Earlier this year, high-end restaurants and concierges said the Olympics might even be an opportunity to score a hard-get-seat at the city’s fine dining.

In the Occitanie region in southwest France, the overall number of reservations this summer hasn’t changed much from last year, says Vincent Gare, president of the regional tourism committee there.

“But looking further at the numbers, we do see an increase in the clientele coming from the Paris region,” Gare told Le Figaro, noting that the increase in reservations has fallen directly on the dates of the Olympic games.

Michel Barré, a retiree living in Paris’s Le Marais neighbourhood, is one of those opting for the beach rather than the opening ceremony. In January, he booked a stay in Normandy for two weeks.

“Even though it’s a major European capital, Paris is still a small city—it’s a massive effort to host all of these events,” Barré says. “The Olympics are going to be a mess.”

More than anything, he just wants some calm after an event-filled summer in Paris, which just before the Olympics experienced the drama of a snap election called by Macron.

“It’s been a hectic summer here,” he says.

Hotels and holiday rentals in some of France’s most popular vacation destinations say they are expecting massive crowds this year in advance of the Olympics.
AFP via Getty Images

Parisians—Barré included—feel that the city, by over-catering to its tourists, is driving out many residents.

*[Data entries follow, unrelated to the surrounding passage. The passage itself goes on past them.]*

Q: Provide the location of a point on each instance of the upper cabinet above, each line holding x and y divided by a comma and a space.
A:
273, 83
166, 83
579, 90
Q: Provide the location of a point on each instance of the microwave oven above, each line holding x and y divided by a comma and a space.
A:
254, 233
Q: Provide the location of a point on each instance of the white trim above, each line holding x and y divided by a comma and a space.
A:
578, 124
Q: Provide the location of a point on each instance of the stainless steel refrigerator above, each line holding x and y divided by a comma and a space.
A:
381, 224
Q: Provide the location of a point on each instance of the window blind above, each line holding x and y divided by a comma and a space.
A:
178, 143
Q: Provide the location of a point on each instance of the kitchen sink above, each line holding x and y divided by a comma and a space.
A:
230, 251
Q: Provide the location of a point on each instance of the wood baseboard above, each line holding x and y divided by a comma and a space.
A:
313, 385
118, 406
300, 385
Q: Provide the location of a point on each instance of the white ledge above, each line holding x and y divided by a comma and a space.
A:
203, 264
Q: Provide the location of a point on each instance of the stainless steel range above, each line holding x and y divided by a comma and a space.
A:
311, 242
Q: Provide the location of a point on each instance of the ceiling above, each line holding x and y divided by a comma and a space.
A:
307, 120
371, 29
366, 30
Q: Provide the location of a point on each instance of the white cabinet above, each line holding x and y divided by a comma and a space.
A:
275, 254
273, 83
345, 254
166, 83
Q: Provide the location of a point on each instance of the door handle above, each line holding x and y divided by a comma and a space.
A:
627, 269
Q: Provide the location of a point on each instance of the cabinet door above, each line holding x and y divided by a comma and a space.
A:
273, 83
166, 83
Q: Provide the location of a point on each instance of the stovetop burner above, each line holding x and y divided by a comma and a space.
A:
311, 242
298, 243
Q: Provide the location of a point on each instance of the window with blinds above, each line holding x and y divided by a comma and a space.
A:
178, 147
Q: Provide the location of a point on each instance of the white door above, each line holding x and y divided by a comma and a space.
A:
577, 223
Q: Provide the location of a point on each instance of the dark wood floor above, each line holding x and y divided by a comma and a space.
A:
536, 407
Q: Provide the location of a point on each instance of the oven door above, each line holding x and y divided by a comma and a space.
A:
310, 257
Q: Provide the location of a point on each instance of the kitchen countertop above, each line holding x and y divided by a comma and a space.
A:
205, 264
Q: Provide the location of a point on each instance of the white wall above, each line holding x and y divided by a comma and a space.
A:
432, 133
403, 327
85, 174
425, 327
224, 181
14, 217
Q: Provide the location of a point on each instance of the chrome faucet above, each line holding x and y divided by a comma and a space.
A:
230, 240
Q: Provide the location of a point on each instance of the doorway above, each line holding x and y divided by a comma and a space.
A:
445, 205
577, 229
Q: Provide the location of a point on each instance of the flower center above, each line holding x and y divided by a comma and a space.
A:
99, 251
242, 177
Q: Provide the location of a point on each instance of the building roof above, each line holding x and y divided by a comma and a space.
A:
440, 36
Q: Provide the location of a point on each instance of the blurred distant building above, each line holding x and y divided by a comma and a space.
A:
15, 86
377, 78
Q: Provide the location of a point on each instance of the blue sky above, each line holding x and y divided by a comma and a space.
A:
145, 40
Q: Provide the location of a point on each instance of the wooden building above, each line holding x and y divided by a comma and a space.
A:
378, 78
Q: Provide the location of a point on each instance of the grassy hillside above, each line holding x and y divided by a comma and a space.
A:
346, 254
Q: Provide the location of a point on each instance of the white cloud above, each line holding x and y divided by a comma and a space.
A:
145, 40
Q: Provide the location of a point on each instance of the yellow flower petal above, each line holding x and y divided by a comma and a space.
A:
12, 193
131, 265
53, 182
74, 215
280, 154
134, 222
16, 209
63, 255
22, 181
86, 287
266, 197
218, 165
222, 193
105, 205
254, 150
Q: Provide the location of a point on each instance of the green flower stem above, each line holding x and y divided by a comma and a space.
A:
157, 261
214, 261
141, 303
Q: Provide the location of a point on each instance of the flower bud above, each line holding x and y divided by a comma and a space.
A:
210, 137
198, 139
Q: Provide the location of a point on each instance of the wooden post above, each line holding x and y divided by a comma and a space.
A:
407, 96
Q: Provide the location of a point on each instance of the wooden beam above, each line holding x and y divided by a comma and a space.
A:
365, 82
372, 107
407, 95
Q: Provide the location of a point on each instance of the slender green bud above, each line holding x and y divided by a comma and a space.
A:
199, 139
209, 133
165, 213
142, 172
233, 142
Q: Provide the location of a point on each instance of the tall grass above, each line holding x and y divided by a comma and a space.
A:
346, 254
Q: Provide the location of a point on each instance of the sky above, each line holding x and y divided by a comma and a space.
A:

Parts of the Seine—usually one of the most popular summertime hangout spots —have been closed off for weeks as the city installs bleachers and Olympics signage. In certain neighbourhoods, residents will need to scan a QR code with police to access their own apartments. And from the Olympics to Sept. 8, Paris is nearly doubling the price of transit tickets from €2.15 to €4 per ride.

The city’s clear willingness to capitalise on its tourists has motivated some residents to do the same. In March, the number of active Airbnb listings in Paris reached an all-time high as hosts rushed to list their apartments. Listings grew 40% from the same time last year, according to the company.

With their regular clients taking off, Parisian restaurants and merchants are complaining that business is down.

“Are there any Parisians left in Paris?” Alaine Fontaine, president of the restaurant industry association, told the radio station Franceinfo on Sunday. “For the last three weeks, there haven’t been any here.”

Still, for all the talk of those leaving, there are plenty who have decided to stick around.

Jay Swanson, an American expat and YouTuber, can’t imagine leaving during the Olympics—he secured his tickets to see ping pong and volleyball last year. He’s also less concerned about the crowds and road closures than others, having just put together a series of videos explaining how to navigate Paris during the games.

“It’s been 100 years since the Games came to Paris; when else will we get a chance to host the world like this?” Swanson says. “So many Parisians are leaving and tourism is down, so not only will it be quiet but the only people left will be here for a party.”